Questioner
What does it all mean? he asked. I didn’t know then.
It was spring. We sat outside. A soft wind crossed
Over a hill and down into our shack of a house.
I supposed that “it” was the wind, so I lost the sadness
Inside his question. (I was barely sixteen; he near fifty,
alcoholic, homeless except for a room we let to him,
For free.) I supposed that meaning was in being itself.
Beyond breathing, there was nothing to know:
You got up and lived--that was enough. Impatient,
I looked at the cool, strifeless hill. I can’t tell, I said.

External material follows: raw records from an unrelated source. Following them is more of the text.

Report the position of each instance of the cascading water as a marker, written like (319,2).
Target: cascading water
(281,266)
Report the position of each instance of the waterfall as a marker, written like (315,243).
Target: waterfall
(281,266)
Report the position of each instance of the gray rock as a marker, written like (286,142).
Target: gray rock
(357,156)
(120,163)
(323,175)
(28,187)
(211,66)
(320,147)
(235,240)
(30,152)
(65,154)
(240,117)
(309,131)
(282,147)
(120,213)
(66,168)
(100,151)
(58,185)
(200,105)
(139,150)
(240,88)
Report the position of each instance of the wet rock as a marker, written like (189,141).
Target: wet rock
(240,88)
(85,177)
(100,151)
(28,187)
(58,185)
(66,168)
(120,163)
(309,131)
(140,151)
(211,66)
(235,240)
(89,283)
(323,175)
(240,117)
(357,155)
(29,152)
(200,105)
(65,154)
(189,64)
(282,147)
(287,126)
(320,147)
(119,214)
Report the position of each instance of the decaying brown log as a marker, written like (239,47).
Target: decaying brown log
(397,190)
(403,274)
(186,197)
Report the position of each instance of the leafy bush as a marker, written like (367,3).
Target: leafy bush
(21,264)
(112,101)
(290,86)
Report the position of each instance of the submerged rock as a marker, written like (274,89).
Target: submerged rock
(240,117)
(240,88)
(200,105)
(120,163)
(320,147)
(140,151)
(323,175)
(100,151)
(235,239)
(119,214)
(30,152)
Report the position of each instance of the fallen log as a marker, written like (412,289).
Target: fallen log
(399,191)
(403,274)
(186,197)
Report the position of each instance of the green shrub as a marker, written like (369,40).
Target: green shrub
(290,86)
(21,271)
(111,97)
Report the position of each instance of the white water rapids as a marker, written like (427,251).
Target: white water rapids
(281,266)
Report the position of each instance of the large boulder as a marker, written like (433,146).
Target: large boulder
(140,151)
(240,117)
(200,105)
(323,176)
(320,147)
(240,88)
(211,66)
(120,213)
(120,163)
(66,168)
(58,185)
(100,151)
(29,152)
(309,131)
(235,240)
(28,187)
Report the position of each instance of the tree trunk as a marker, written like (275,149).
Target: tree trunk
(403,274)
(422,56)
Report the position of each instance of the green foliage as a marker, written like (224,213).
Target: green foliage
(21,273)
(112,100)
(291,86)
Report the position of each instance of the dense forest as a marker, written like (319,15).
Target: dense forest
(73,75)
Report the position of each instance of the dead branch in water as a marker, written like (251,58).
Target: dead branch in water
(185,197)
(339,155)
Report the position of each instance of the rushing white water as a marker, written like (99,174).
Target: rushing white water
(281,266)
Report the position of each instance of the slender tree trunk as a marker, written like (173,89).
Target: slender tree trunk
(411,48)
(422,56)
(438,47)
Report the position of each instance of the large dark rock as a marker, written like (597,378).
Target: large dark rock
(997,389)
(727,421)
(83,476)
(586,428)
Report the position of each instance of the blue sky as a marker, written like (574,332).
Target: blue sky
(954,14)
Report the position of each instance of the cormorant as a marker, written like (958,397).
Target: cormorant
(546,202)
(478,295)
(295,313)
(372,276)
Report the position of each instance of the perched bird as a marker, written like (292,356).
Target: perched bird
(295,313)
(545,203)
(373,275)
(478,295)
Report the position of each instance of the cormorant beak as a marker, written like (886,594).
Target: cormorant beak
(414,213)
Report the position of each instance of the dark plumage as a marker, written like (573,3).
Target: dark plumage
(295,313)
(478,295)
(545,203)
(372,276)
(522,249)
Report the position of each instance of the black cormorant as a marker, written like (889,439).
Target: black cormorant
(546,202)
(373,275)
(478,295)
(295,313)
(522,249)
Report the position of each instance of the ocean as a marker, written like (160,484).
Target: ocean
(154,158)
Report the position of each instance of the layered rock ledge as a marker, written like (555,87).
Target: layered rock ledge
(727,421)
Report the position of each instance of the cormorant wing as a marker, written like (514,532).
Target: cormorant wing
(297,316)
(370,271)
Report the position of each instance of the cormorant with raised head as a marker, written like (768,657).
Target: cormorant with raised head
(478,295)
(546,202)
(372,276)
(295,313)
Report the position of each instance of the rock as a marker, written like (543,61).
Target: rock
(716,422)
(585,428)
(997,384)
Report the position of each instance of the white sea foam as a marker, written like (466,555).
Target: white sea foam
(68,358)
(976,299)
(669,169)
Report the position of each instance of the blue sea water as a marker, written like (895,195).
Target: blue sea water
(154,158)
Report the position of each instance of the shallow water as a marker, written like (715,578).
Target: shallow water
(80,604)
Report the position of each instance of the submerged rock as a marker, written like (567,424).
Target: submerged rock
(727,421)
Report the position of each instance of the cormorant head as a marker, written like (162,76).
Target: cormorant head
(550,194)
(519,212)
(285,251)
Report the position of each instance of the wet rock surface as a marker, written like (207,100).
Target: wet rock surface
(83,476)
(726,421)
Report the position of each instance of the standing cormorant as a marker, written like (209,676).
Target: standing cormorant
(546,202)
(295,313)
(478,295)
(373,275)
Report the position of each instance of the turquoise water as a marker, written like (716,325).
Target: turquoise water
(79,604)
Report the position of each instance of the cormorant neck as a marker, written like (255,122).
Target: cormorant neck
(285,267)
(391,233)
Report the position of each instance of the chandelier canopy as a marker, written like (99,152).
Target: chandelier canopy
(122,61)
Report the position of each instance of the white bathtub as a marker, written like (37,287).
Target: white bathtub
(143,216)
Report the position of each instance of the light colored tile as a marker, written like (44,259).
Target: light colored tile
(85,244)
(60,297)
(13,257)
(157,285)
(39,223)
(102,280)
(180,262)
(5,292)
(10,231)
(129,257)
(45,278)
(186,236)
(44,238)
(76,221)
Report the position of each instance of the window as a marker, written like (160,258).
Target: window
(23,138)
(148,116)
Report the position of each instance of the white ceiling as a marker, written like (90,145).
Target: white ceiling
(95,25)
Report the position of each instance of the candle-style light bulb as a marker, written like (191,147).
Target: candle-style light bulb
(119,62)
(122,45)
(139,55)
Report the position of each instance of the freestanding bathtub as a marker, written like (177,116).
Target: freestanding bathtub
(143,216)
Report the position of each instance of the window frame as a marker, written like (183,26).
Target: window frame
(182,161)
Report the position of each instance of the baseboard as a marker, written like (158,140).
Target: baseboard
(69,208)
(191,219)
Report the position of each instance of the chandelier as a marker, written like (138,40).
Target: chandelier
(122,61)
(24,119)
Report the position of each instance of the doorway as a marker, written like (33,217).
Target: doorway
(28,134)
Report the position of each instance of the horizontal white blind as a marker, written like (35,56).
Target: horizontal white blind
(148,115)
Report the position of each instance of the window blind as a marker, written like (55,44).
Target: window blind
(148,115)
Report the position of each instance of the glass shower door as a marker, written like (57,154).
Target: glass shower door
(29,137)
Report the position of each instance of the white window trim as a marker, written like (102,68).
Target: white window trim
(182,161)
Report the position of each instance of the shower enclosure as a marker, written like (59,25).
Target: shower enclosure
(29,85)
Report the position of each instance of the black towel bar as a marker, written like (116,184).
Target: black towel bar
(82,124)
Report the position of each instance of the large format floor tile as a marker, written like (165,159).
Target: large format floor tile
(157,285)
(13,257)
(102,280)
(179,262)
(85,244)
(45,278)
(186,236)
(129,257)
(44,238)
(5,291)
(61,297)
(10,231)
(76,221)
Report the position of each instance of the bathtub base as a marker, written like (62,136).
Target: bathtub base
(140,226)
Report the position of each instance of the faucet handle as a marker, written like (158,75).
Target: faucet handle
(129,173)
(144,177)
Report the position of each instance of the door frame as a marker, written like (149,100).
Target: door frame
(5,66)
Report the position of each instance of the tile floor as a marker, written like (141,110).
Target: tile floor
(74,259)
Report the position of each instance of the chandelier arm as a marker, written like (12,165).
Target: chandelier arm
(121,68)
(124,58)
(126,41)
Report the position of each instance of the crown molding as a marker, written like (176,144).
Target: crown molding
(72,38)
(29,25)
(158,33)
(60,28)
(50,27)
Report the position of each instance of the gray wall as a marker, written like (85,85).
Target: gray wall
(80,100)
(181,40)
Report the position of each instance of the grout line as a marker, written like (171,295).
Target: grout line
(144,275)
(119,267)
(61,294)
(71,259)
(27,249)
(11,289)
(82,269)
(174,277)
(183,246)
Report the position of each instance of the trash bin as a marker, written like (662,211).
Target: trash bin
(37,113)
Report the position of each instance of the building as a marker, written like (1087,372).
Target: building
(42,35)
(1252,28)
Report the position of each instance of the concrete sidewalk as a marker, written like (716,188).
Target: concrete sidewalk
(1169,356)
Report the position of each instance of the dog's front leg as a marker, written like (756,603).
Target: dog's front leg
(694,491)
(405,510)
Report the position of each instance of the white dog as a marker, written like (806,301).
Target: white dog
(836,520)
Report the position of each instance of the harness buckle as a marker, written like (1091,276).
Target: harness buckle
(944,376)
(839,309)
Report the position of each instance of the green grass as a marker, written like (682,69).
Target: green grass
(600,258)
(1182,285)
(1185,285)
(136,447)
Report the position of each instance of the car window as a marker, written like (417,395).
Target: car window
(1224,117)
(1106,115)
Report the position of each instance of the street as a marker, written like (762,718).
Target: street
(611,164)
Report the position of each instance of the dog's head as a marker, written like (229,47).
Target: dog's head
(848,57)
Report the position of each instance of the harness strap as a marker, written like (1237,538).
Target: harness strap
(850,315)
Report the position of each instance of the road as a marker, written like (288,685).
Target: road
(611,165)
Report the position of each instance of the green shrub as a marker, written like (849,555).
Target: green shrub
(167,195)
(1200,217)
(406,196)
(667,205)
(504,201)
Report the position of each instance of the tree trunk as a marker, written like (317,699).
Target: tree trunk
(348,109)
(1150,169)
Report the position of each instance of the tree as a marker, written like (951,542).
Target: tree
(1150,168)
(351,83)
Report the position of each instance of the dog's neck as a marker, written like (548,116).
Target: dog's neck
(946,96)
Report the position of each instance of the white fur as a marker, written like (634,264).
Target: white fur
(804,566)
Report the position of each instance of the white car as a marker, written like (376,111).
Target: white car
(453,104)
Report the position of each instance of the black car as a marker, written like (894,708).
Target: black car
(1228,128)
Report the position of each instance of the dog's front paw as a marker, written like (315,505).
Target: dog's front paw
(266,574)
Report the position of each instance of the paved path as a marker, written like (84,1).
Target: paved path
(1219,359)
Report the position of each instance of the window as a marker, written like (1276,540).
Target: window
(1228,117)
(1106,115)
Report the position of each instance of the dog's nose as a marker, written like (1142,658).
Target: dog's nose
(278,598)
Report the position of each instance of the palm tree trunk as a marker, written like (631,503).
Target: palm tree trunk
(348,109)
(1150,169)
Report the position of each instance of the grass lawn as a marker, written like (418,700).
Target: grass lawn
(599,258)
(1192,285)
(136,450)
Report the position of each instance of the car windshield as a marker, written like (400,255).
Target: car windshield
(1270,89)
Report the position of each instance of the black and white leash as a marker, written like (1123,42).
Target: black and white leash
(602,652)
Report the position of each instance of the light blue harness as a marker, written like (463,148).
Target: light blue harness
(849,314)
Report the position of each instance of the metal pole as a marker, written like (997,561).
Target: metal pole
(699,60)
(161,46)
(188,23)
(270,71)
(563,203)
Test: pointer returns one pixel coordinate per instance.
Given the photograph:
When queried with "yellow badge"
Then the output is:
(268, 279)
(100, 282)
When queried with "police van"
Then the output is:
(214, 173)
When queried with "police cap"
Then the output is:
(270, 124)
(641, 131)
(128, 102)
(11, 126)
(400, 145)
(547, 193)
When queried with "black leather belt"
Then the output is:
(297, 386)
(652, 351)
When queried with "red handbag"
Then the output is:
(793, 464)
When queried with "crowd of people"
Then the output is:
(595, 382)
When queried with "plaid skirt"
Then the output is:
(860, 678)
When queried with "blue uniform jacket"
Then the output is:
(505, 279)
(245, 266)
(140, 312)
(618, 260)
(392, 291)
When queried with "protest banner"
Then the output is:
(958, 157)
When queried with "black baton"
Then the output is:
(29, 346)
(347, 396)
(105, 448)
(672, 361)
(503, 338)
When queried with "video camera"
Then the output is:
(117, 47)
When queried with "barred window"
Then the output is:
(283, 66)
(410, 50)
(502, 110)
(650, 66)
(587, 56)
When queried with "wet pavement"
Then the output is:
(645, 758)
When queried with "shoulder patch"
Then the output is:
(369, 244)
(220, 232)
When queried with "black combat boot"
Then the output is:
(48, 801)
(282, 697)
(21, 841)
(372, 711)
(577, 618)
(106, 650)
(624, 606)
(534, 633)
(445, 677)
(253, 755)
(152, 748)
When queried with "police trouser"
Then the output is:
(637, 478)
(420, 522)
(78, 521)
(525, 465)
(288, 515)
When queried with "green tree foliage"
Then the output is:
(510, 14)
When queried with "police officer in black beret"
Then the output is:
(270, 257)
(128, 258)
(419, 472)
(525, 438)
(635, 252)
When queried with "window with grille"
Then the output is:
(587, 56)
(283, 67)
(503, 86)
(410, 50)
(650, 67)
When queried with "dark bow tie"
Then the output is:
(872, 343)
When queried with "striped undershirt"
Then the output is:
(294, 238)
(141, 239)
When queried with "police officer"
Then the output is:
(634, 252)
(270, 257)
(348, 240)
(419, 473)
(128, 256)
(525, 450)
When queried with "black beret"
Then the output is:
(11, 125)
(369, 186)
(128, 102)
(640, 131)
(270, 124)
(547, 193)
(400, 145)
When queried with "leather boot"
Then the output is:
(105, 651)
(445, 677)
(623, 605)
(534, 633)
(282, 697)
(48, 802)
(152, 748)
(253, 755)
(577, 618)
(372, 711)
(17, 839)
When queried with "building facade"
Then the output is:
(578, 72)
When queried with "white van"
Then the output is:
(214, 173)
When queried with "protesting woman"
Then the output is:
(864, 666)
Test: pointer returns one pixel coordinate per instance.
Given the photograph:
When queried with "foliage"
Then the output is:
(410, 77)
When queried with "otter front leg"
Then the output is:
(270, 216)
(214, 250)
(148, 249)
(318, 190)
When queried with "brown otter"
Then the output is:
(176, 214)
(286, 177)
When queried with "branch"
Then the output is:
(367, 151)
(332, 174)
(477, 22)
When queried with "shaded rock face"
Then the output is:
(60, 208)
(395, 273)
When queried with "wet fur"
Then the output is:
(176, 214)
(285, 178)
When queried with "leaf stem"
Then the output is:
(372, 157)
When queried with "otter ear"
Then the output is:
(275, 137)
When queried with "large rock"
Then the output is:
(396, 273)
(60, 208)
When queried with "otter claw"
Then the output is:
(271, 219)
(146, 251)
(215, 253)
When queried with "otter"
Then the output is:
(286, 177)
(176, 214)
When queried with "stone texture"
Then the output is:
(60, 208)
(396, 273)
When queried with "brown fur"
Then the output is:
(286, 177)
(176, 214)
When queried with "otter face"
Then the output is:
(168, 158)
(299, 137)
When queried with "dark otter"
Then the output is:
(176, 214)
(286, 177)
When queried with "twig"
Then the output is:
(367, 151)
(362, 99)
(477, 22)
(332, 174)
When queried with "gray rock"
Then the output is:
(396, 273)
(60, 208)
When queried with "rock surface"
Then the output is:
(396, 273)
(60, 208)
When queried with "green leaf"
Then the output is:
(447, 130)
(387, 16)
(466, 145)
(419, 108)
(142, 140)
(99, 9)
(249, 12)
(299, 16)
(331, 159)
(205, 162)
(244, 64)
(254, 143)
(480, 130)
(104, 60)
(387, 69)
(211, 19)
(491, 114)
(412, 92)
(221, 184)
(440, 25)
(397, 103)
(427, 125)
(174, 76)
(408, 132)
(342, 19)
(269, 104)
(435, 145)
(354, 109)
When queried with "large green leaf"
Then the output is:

A year later, on a last tear, he was dragged by a car
for fifty yards, victim of a person or persons unknown.
Once loose, hurt, he crawled beneath a house, trying to
get warm--it was a wet, cold winter. Froze there,
Under a stranger’s floorboards, never calling
out. (Maybe the question had taken the booze’s place,
And he was tasting, finally, the balm of a reply.
He should have tried to get someone’s attention.)
I’m near his age now, and feel his question--even own
part of the answer. Sometimes, going to sleep,
I call out to him. I see him as he was then, and say
to him with my mind: I found it, uncle, I found it.
I don’t know whether he hears me--or cares anymore
for my notions. He knows more than I do, now--
If anything at all. I wish I could say to him, though,
about that day: Uncle, forgive me, I was young,
And unprepared. I missed your anguish.
You grasped at nothingness. I heard the wind.